Plaintiff Gary Willms was an employee of Defendant OSF Healthcare System (OSF), and worked as the maintenance director at one of OSF’s healthcare facilities for nine years.  In 2007, OSF hired an outside contractor to install a sidewalk.  Initially, an inspector with the Illinois Department of Public Health (IDPH) found that the sidewalk complied with regulations governing “handicap access.”  During a subsequent inspection in August 2008, however, the inspector determined that the sidewalk slope was approximately 1 inch too steep.  The inspector informed Willms of the violation and provided until October 24, 2008 to fix it.  Willms requested that the contractor measure the slope again, and the contractor confirmed that the slope was in fact too steep.   

According to Willms, he then informed the administrator of the facility of the deadline to repair the sidewalk and gave her a copy of the inspector’s report.   Willms also informed the administrator that he had the sidewalk measured and that the subsequent measurement confirmed the accuracy of the inspector’s determination.  Though Willms had the authority to conduct routine maintenance repairs, he maintained that his duties did not include performing major repairs or construction.  

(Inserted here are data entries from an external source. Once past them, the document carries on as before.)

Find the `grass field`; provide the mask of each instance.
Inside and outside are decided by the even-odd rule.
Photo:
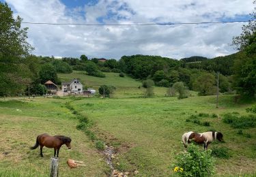
[[[223,133],[225,142],[211,144],[209,148],[227,147],[231,155],[229,159],[216,159],[216,176],[233,176],[242,173],[254,176],[256,128],[243,129],[251,137],[238,135],[238,129],[223,123],[222,118],[227,112],[246,114],[245,109],[255,103],[235,103],[234,95],[221,95],[219,108],[216,108],[214,96],[177,99],[164,97],[165,88],[158,87],[155,88],[155,97],[143,98],[143,91],[138,91],[140,82],[128,77],[113,79],[118,74],[106,74],[105,78],[96,78],[75,72],[70,76],[61,74],[61,78],[66,80],[79,78],[91,83],[90,86],[114,85],[119,92],[117,91],[118,94],[111,99],[67,97],[1,99],[0,176],[48,176],[53,150],[44,148],[44,157],[41,158],[39,148],[29,148],[35,144],[36,136],[44,132],[72,139],[71,150],[68,150],[65,145],[60,150],[60,176],[108,176],[110,170],[104,157],[94,143],[76,129],[78,120],[66,108],[66,102],[94,123],[91,131],[106,144],[115,148],[118,155],[114,159],[115,167],[121,171],[132,173],[138,170],[137,176],[172,176],[174,157],[184,150],[180,140],[183,133],[215,129]],[[108,78],[113,82],[107,81]],[[102,80],[96,84],[96,80],[100,79]],[[125,80],[119,80],[122,79]],[[122,84],[128,86],[130,84],[132,92],[122,88]],[[186,121],[190,115],[199,113],[216,114],[218,117],[201,118],[202,121],[210,123],[210,127]],[[87,166],[70,170],[66,163],[68,159],[83,161]]]
[[[118,73],[104,73],[105,78],[96,78],[86,75],[83,71],[73,71],[72,74],[59,74],[58,77],[62,81],[70,81],[73,78],[79,78],[87,88],[97,90],[100,85],[112,85],[116,87],[113,97],[127,98],[142,97],[145,93],[145,88],[141,81],[135,80],[126,76],[119,77]],[[165,95],[167,88],[165,87],[155,87],[156,96],[162,97]]]

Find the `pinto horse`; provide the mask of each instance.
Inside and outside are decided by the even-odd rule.
[[[189,131],[184,133],[182,138],[185,148],[187,147],[188,144],[193,140],[198,144],[204,144],[204,150],[207,150],[209,144],[216,140],[219,142],[224,141],[223,133],[215,131],[207,131],[201,133]]]
[[[71,139],[70,138],[63,136],[63,135],[55,135],[51,136],[47,133],[43,133],[39,135],[36,138],[36,142],[35,146],[31,147],[31,149],[35,149],[40,145],[40,155],[43,157],[42,155],[42,148],[46,146],[49,148],[54,148],[54,157],[56,155],[57,150],[57,157],[59,157],[59,148],[63,144],[66,144],[68,149],[71,148],[70,146]]]

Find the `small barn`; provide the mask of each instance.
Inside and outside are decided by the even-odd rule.
[[[50,91],[57,91],[58,86],[55,83],[53,83],[51,80],[48,80],[44,83],[45,86],[46,86],[47,90]]]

The sidewalk was not repaired by the deadline set by the inspector, and when the inspector returned in February 2009, the repair had not been made.  At that time, Willms told the inspector the slope had not yet been changed.  The inspector then issued an order requiring construction on the sidewalk to begin immediately.  The facility administrator told Willms that the IDPH had assessed a $33,600 fine to the facility and, according to Willms, the administrator added that the fine would cost either her or Willms a job.  Willms’s employment was terminated on March 13, 2009. 

Willms filed complaint in Illinois state court alleging he was discharged in violation of the IWA, asserting he was retaliated against for disclosing information to a government agency in violation of Section 15 of the IWA, which states: 

An employer may not retaliate against an employee for disclosing information to a government or law enforcement agency, where the employee has reasonable cause to believe the information discloses a violation of a State or federal law, rule, or regulation.

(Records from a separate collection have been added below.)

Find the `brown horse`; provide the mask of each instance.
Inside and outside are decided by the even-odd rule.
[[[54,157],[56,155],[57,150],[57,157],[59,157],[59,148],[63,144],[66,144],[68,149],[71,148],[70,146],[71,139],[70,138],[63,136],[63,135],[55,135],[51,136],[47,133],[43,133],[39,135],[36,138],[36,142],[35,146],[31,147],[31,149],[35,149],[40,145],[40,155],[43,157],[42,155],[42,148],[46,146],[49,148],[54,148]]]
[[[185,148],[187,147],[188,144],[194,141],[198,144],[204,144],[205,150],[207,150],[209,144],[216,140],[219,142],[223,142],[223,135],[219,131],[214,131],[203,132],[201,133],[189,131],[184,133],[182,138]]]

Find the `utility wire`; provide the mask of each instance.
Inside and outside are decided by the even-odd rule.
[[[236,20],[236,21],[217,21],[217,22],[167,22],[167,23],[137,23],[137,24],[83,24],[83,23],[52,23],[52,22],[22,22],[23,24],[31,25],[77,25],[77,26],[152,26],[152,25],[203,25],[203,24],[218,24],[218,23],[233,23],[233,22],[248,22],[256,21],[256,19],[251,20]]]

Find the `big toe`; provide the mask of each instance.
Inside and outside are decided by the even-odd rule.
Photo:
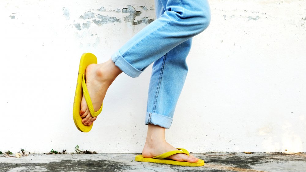
[[[80,115],[84,115],[88,108],[87,104],[86,103],[86,101],[85,100],[85,98],[83,96],[82,98],[82,101],[81,102],[81,110],[80,111]]]
[[[190,155],[190,156],[185,155],[183,155],[183,156],[182,158],[184,161],[190,163],[196,163],[199,161],[198,158],[196,158],[192,155]]]

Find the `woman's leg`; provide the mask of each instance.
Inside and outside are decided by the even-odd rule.
[[[114,65],[107,63],[88,68],[86,85],[95,111],[100,107],[108,87],[121,71],[131,77],[138,76],[152,63],[200,33],[209,24],[210,10],[206,0],[156,1],[164,12],[112,56]],[[112,70],[114,74],[109,76],[107,72],[103,73],[103,68]],[[91,125],[96,118],[91,117],[84,98],[81,106],[83,123]]]
[[[86,85],[96,111],[108,87],[122,71],[137,77],[157,60],[153,65],[150,82],[146,119],[148,134],[143,152],[143,156],[148,157],[175,149],[165,140],[165,128],[171,125],[185,82],[188,71],[185,60],[190,49],[191,38],[207,27],[210,18],[209,5],[206,0],[156,2],[164,11],[160,14],[160,17],[114,54],[112,61],[91,65],[86,73]],[[83,99],[80,115],[84,125],[90,125],[96,117],[92,118],[88,109]],[[168,120],[164,123],[166,119]],[[182,154],[169,158],[190,162],[198,160]]]

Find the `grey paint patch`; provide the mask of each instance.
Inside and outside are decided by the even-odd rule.
[[[100,9],[98,10],[98,11],[106,11],[106,10],[103,7],[101,7]]]
[[[89,29],[90,26],[90,22],[87,21],[87,22],[83,23],[82,25],[82,29]]]
[[[148,17],[143,17],[142,20],[134,22],[133,24],[136,25],[137,24],[139,24],[141,23],[144,23],[147,24],[150,24],[153,22],[154,20],[154,19],[149,19]]]
[[[76,28],[76,29],[79,31],[81,30],[81,25],[79,23],[77,23],[75,24],[74,24],[74,26]]]
[[[134,7],[129,5],[128,5],[128,8],[122,9],[122,12],[123,13],[130,13],[129,15],[124,17],[124,21],[126,22],[130,22],[134,25],[135,25],[134,23],[137,23],[134,22],[135,18],[137,16],[139,16],[141,14],[141,12],[136,11]]]
[[[63,7],[63,15],[66,17],[66,20],[69,20],[70,17],[69,16],[69,10],[66,7]]]
[[[141,7],[142,9],[143,9],[144,10],[147,10],[148,9],[146,7],[144,6],[140,6],[140,7]]]
[[[80,16],[80,18],[84,20],[92,19],[95,18],[95,14],[94,13],[91,13],[91,12],[89,11],[87,13],[84,13],[83,16]]]
[[[98,14],[97,15],[97,17],[98,19],[101,19],[101,20],[95,19],[92,21],[98,26],[102,26],[103,24],[110,23],[121,23],[121,20],[120,19],[117,19],[116,17],[112,17],[108,16]]]
[[[135,13],[137,12],[140,12],[140,11],[136,11],[133,6],[129,5],[128,5],[128,8],[123,8],[123,9],[122,9],[123,13]],[[140,14],[141,13],[141,12],[140,12]]]
[[[257,20],[259,19],[259,16],[256,16],[256,17],[255,18],[253,18],[252,17],[252,16],[250,16],[248,17],[248,21],[249,21],[251,20]]]

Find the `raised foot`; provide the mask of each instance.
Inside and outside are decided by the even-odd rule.
[[[102,105],[108,88],[115,79],[122,72],[111,59],[101,64],[91,64],[87,66],[85,73],[86,86],[90,96],[95,112]],[[90,126],[97,119],[90,114],[84,96],[81,102],[80,115],[85,126]]]

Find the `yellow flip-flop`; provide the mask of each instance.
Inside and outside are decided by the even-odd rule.
[[[86,68],[91,64],[97,64],[97,57],[95,55],[91,53],[88,53],[83,54],[80,62],[79,75],[77,76],[76,88],[74,101],[73,102],[73,116],[74,124],[76,126],[76,128],[82,132],[88,132],[90,131],[93,125],[93,123],[90,126],[86,126],[84,125],[82,123],[82,119],[81,118],[80,112],[81,109],[81,101],[83,96],[83,94],[84,94],[90,114],[93,117],[97,116],[101,113],[103,106],[102,104],[100,109],[96,112],[95,112],[85,82],[85,71]]]
[[[151,158],[144,158],[142,157],[142,155],[137,155],[135,157],[135,160],[136,161],[141,162],[161,163],[188,167],[199,167],[204,165],[204,161],[202,159],[199,159],[199,161],[196,163],[189,163],[189,162],[177,161],[174,160],[166,159],[167,158],[170,156],[177,153],[183,153],[188,156],[189,156],[189,152],[185,149],[183,148],[177,148],[177,149],[179,150],[169,152]]]

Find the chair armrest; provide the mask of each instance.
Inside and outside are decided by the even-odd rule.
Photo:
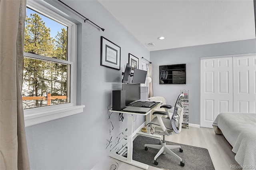
[[[171,106],[170,105],[162,105],[162,106],[161,106],[160,107],[160,108],[162,108],[162,107],[164,107],[164,108],[168,108],[168,109],[172,109],[172,106]]]
[[[163,111],[156,111],[152,114],[153,115],[168,115],[168,113],[164,112]]]

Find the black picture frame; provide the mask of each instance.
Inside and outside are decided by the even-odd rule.
[[[129,64],[132,68],[132,70],[134,69],[139,69],[139,59],[134,55],[129,53]]]
[[[120,70],[121,47],[101,36],[100,65]]]

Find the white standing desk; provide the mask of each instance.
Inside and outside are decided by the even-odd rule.
[[[156,108],[159,106],[159,105],[160,105],[161,104],[161,103],[159,102],[157,104],[157,105],[156,105],[154,106],[153,108],[152,108],[150,110],[148,111],[146,113],[138,113],[123,111],[113,111],[112,110],[110,110],[109,111],[110,112],[115,112],[117,113],[126,113],[128,115],[128,116],[127,116],[127,158],[125,158],[121,155],[116,154],[115,152],[111,152],[110,155],[109,155],[110,156],[121,161],[131,164],[136,166],[138,166],[142,168],[145,169],[146,170],[147,170],[149,166],[148,165],[132,160],[132,150],[133,148],[132,144],[132,137],[133,137],[132,136],[132,124],[133,123],[133,116],[134,115],[136,115],[144,116],[147,115],[149,113],[150,113],[152,111],[155,109]],[[150,121],[150,114],[149,115],[150,116],[147,117],[149,117],[149,118],[147,118],[146,119],[147,120],[146,121],[147,124],[149,123],[149,121]],[[148,120],[149,120],[149,121],[148,122],[147,122]],[[159,137],[158,136],[160,136],[160,135],[154,135],[151,134],[150,133],[150,130],[148,130],[147,133],[143,133],[143,134],[143,134],[144,135],[149,136],[154,136],[155,137]]]

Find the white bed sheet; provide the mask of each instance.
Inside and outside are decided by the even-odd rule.
[[[222,113],[212,126],[233,146],[235,160],[243,170],[256,169],[256,113]]]

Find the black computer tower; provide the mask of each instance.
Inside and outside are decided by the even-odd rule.
[[[121,111],[125,108],[125,90],[112,91],[112,105],[114,111]]]

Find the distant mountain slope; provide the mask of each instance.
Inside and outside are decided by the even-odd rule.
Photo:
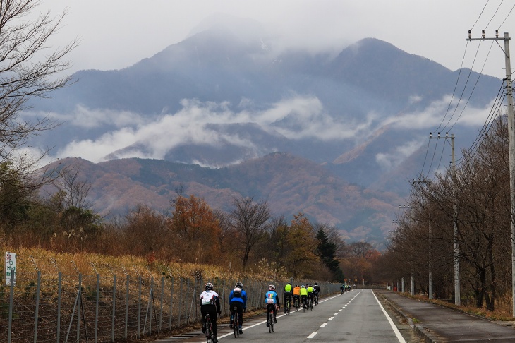
[[[108,217],[140,204],[171,212],[171,200],[183,186],[186,194],[203,198],[213,208],[230,210],[238,195],[265,199],[274,215],[291,219],[302,212],[314,222],[339,228],[349,240],[379,246],[400,201],[394,193],[350,185],[308,160],[283,153],[221,169],[143,159],[93,164],[68,158],[52,167],[71,164],[80,166],[80,177],[92,184],[94,209]]]
[[[236,28],[207,25],[127,68],[76,73],[31,103],[28,114],[63,121],[31,143],[94,161],[102,212],[166,209],[184,183],[220,208],[253,195],[378,237],[408,180],[449,165],[443,150],[425,163],[429,133],[452,129],[459,158],[502,85],[374,38],[337,54],[279,52],[258,25]]]

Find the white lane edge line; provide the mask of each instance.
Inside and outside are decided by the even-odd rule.
[[[374,295],[374,298],[375,298],[375,301],[377,301],[377,303],[379,304],[379,307],[381,308],[381,310],[382,310],[382,313],[384,313],[384,315],[386,316],[387,319],[388,320],[388,323],[390,323],[390,326],[392,327],[392,329],[394,330],[394,332],[395,332],[395,335],[397,337],[397,339],[399,339],[399,342],[400,343],[406,343],[406,341],[404,340],[404,338],[402,337],[402,335],[401,335],[401,332],[399,331],[399,329],[397,329],[397,327],[395,326],[395,324],[394,323],[394,321],[392,320],[392,318],[389,315],[388,315],[388,313],[387,313],[386,311],[384,310],[384,308],[382,307],[382,305],[381,305],[381,303],[379,301],[379,299],[377,296],[375,296],[375,294],[372,291],[372,294]]]

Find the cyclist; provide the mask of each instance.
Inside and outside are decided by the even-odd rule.
[[[306,288],[306,291],[308,291],[308,299],[311,300],[311,310],[313,309],[313,301],[315,301],[315,297],[313,296],[313,287],[311,286],[311,284],[308,284],[308,288]]]
[[[220,316],[222,311],[220,310],[220,299],[218,298],[218,294],[213,291],[213,284],[207,282],[204,285],[205,289],[200,294],[200,313],[202,313],[202,332],[205,333],[205,316],[209,313],[211,318],[211,323],[213,325],[213,342],[217,343],[217,332],[218,327],[217,326],[217,313]]]
[[[305,301],[308,299],[308,289],[303,284],[301,286],[301,301],[302,301],[302,307],[305,308]]]
[[[290,306],[291,306],[291,298],[293,295],[293,291],[291,289],[291,282],[288,282],[286,286],[284,286],[284,289],[283,289],[283,296],[284,297],[284,313],[286,313],[286,302],[290,302]]]
[[[268,319],[270,316],[270,310],[274,310],[274,324],[277,323],[276,315],[277,315],[277,310],[281,308],[281,303],[279,301],[279,296],[275,291],[275,286],[271,284],[268,287],[268,291],[265,294],[265,303],[267,304],[267,327],[269,325]]]
[[[313,294],[315,294],[315,303],[318,305],[318,294],[320,293],[320,287],[318,286],[318,284],[315,282],[315,286],[313,286]]]
[[[239,320],[238,320],[238,329],[240,335],[243,333],[241,327],[243,324],[243,310],[247,308],[247,293],[243,290],[243,284],[236,282],[234,289],[231,291],[229,294],[229,308],[231,308],[231,324],[229,326],[233,327],[233,318],[234,318],[234,308],[236,308]]]
[[[300,305],[301,303],[301,287],[299,285],[296,285],[295,288],[293,288],[293,303],[295,301],[297,301],[297,303]]]

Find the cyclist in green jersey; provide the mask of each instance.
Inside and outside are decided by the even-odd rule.
[[[284,289],[283,289],[283,296],[284,296],[284,313],[286,313],[286,303],[288,301],[290,302],[290,306],[291,306],[291,299],[293,298],[293,289],[291,288],[291,282],[288,282],[286,286],[284,286]]]
[[[305,307],[305,302],[308,300],[308,289],[305,289],[305,286],[303,284],[301,286],[301,302],[302,306]]]
[[[313,296],[313,287],[311,285],[311,284],[308,284],[308,288],[306,289],[306,291],[308,291],[308,299],[311,300],[311,309],[313,309],[313,301],[314,296]]]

740 ILCS § 174/15(b) (emphasis added).  In particular, Willms alleged that, when he informed the inspector that the sidewalk had not been repaired by the deadline he “disclosed” a violation of a state regulation under state whistleblower law.    The trial court agreed with OSF’s position to the contrary and granted its motion to dismiss. 

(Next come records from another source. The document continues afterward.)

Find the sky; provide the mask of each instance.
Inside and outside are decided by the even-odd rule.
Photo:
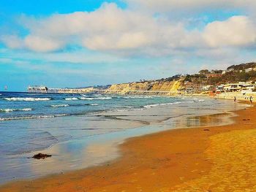
[[[0,1],[0,91],[154,80],[256,61],[255,0]]]

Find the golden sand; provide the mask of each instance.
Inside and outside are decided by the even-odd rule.
[[[0,191],[256,191],[256,108],[236,113],[232,125],[132,138],[116,161]]]

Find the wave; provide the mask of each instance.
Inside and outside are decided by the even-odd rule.
[[[32,108],[24,108],[24,109],[0,109],[0,112],[11,112],[15,111],[31,111]]]
[[[52,104],[50,107],[69,107],[69,104]]]
[[[107,96],[107,97],[80,97],[79,99],[80,100],[105,100],[105,99],[111,99],[112,97]]]
[[[165,104],[152,104],[143,106],[144,108],[151,108],[154,107],[158,106],[165,106],[165,105],[172,105],[172,104],[185,104],[185,103],[194,103],[195,101],[177,101],[173,103],[165,103]]]
[[[34,97],[5,97],[4,99],[9,101],[50,101],[51,98],[34,98]]]
[[[64,117],[71,115],[68,114],[59,114],[59,115],[31,115],[31,116],[20,116],[20,117],[12,117],[12,118],[0,118],[0,121],[3,120],[26,120],[26,119],[41,119],[41,118],[53,118],[57,117]]]
[[[69,98],[65,98],[65,100],[67,100],[67,101],[75,101],[75,100],[78,100],[78,98],[77,98],[77,97],[69,97]]]

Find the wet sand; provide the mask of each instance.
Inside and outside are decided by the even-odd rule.
[[[256,191],[256,107],[236,113],[232,125],[132,138],[114,161],[0,191]]]

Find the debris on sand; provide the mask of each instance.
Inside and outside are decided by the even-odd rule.
[[[51,157],[51,155],[43,154],[39,153],[38,154],[34,155],[32,158],[37,158],[37,159],[40,159],[40,158],[45,159],[45,158],[49,158],[49,157]]]

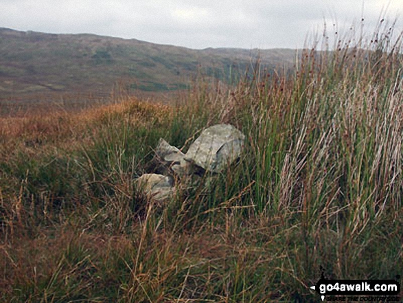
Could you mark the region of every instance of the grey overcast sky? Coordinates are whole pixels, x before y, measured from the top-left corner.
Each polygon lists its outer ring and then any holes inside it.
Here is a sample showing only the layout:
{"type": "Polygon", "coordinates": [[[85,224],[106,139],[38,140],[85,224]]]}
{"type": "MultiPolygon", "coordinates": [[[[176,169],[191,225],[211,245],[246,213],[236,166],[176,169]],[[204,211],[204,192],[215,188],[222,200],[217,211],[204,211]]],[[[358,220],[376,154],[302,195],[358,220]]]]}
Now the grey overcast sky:
{"type": "Polygon", "coordinates": [[[321,34],[325,19],[333,34],[333,24],[347,32],[363,16],[370,32],[385,10],[384,24],[398,17],[402,31],[403,0],[0,0],[0,27],[195,49],[296,48],[321,34]]]}

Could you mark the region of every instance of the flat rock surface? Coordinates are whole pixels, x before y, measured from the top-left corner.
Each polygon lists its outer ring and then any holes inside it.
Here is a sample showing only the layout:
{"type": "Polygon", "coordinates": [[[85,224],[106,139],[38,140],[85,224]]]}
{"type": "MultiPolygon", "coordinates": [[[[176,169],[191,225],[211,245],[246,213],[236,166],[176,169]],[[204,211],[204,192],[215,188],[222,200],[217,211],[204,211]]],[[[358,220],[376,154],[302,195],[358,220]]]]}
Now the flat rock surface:
{"type": "Polygon", "coordinates": [[[136,180],[136,185],[149,198],[161,202],[172,197],[174,187],[170,177],[144,174],[136,180]]]}
{"type": "Polygon", "coordinates": [[[205,129],[190,146],[185,159],[207,171],[218,172],[239,157],[245,135],[232,125],[205,129]]]}

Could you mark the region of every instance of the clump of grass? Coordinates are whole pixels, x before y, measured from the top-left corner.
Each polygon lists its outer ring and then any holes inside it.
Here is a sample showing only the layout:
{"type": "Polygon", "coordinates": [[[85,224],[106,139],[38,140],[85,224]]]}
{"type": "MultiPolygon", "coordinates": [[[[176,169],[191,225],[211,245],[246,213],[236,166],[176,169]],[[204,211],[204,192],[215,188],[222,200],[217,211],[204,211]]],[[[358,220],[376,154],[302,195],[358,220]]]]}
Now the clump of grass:
{"type": "Polygon", "coordinates": [[[306,49],[293,73],[257,66],[235,86],[202,80],[176,106],[125,97],[25,117],[15,138],[6,128],[4,300],[309,302],[321,266],[334,278],[393,278],[403,58],[401,36],[377,34],[306,49]],[[186,151],[217,123],[245,133],[238,163],[162,206],[137,194],[160,137],[186,151]]]}

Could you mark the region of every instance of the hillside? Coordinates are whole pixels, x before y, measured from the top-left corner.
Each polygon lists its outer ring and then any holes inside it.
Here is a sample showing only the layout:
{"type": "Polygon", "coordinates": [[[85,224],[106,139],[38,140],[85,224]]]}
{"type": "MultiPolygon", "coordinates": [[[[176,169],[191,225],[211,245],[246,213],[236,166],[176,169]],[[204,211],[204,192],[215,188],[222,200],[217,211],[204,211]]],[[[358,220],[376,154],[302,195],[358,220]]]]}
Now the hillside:
{"type": "Polygon", "coordinates": [[[341,302],[321,278],[400,280],[403,56],[389,45],[310,50],[292,74],[232,86],[202,77],[174,106],[117,93],[0,116],[0,302],[341,302]],[[196,167],[194,144],[222,124],[244,135],[238,159],[196,167]],[[146,174],[172,196],[144,192],[146,174]]]}
{"type": "Polygon", "coordinates": [[[271,68],[294,62],[292,49],[195,50],[93,34],[51,34],[0,28],[0,96],[108,93],[116,81],[131,89],[185,88],[198,69],[227,80],[257,54],[271,68]]]}

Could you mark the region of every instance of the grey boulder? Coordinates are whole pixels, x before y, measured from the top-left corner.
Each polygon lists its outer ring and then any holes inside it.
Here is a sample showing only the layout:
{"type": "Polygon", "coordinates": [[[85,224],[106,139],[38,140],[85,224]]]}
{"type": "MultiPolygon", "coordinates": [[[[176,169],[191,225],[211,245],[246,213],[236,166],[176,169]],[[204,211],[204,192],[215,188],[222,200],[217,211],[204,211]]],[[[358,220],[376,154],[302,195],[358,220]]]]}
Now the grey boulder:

Appellate Court’s Decision

On appeal, Willms argued that the IWA protected him because he reasonably believed there was a violation of a state regulation and he disclosed that information to a government inspector.  OSF, on the other hand, maintained that Willms did not make a protected disclosure because the inspector discovered the violation and Willms did not affirmatively request an inspection.   Agreeing with Willms’ interpretation of the statute, the appellate court reversed the trial court’s determination.

The appellate court found that the “language of the Whistleblower Act seems plain and consistent” and focused on the “employee’s belief[,] . . .  not on what the government agency already knows or could discover.”  Slip op. at 5.  It also underscored the absence of language in the statute indicating “that the employee’s disclosure has to be the first, or only, disclosure o the violation.”  Id.  And it distinguished the IWA from the Illinois Whistleblower and Reward Act, noting that, in the latter, the legislature imposed an “original source” requirement. 


The court’s fairly expansive interpretation of the term “disclosure” in the IWA, and its focus on the plaintiff’s belief, could encourage additional whistleblower retaliation claims in Illinois.  However, the absence of specific standards governing reliance on the plaintiff’s belief could lead courts to impose limits on the reach of this decision.